Each object stores observations of one or more samples, along
with additional meta-data describing both the observations (features) and
samples (phenotypes).
A key aspect of the `SummarizedExperiment` class is the coordination of the
meta-data and assays when subsetting. For example, if you want to exclude a
given sample you can do for both the meta-data and assay in one operation,
which ensures the meta-data and observed data will remain in sync. Improperly
accounting for meta and observational data has resulted in a number of
incorrect results and retractions so this is a very desirable
property.
`SummarizedExperiment` is in many ways similar to the historical
`ExpressionSet`, the main distinction being that `SummarizedExperiment` is more
flexible in it's row information, allowing both `GRanges` based as well as those
described by arbitrary `DataFrame`s. This makes it ideally suited to a variety
of experiments, particularly sequencing based experiments such as RNA-Seq and
ChIp-Seq.
# Anatomy of a `SummarizedExperiment`
The _SummarizedExperiment_ package contains two classes:
`SummarizedExperiment` and `RangedSummarizedExperiment`.

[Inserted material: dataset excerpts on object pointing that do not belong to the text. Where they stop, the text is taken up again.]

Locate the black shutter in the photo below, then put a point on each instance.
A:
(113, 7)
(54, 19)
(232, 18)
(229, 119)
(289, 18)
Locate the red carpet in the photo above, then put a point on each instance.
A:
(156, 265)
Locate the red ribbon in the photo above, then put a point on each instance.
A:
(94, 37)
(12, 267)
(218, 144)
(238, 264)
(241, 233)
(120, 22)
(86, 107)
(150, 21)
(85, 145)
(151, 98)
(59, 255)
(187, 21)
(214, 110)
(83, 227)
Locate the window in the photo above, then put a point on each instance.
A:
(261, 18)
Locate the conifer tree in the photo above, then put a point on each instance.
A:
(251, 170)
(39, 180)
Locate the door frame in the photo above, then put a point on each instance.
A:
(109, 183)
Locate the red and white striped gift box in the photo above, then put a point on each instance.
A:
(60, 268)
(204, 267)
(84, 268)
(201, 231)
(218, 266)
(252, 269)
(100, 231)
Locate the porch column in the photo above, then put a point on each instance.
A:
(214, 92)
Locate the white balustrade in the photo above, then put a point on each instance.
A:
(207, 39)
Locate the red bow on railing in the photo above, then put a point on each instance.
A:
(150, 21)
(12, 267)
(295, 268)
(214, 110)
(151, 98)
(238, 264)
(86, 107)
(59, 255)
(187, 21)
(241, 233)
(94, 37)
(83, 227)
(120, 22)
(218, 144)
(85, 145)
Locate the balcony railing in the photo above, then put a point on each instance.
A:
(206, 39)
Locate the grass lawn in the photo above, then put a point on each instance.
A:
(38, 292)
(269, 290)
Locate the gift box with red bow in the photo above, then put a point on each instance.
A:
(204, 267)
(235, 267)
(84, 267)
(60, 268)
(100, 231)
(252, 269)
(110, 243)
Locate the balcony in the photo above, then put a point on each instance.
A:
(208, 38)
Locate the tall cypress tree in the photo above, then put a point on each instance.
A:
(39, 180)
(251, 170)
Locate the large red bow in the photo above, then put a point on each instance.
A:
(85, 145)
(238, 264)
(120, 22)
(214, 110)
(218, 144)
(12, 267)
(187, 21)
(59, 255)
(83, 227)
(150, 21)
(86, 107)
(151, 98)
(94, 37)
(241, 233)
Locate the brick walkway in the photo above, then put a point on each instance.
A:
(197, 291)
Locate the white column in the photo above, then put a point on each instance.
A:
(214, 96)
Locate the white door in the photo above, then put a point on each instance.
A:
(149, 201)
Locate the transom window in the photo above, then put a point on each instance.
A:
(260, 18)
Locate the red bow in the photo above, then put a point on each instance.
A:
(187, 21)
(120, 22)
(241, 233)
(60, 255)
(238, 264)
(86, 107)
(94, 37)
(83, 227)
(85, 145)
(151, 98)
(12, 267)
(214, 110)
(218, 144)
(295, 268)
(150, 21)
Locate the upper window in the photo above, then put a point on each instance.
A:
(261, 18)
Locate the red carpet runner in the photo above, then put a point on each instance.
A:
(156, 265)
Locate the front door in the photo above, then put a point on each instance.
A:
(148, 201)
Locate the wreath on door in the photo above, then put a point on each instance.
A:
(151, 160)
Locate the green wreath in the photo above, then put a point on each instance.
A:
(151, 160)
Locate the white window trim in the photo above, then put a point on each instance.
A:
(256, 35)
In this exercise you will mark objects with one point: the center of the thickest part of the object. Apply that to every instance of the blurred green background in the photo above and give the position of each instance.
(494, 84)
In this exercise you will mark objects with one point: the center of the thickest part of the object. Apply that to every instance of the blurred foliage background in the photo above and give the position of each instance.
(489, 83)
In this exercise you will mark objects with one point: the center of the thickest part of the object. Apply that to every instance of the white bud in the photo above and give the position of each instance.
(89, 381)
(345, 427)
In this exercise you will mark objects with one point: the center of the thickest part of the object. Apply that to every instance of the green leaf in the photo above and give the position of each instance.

`SummarizedExperiment` is a matrix-like container where rows represent features
of interest (e.g. genes, transcripts, exons, etc.) and columns represent
samples. The objects contain one or more assays, each represented by a
matrix-like object of numeric or other mode. The rows of a
`SummarizedExperiment` object represent features of interest. Information
about these features is stored in a `DataFrame` object, accessible using the
function `rowData()`. Each row of the `DataFrame` provides information on the
feature in the corresponding row of the `SummarizedExperiment` object. Columns
of the DataFrame represent different attributes of the features of interest,
e.g., gene or transcript IDs, etc.
`RangedSummarizedExperiment` is the child of the `SummarizedExperiment` class
which means that all the methods on `SummarizedExperiment` also work on a
`RangedSummarizedExperiment`.
The fundamental difference between the two classes is that the rows of a
`RangedSummarizedExperiment` object represent genomic ranges of interest
instead of a `DataFrame` of features. The `RangedSummarizedExperiment` ranges
are described by a `GRanges` or a `GRangesList` object, accessible using the
`rowRanges()` function.
The following graphic displays the class geometry and highlights the
vertical (column) and horizontal (row) relationships.

## Assays
The `airway` package contains an example dataset from an RNA-Seq experiment of
read counts per gene for airway smooth muscles. These data are stored
in a `RangedSummarizedExperiment` object which contains 8 different
experimental and assays 64,102 gene transcripts.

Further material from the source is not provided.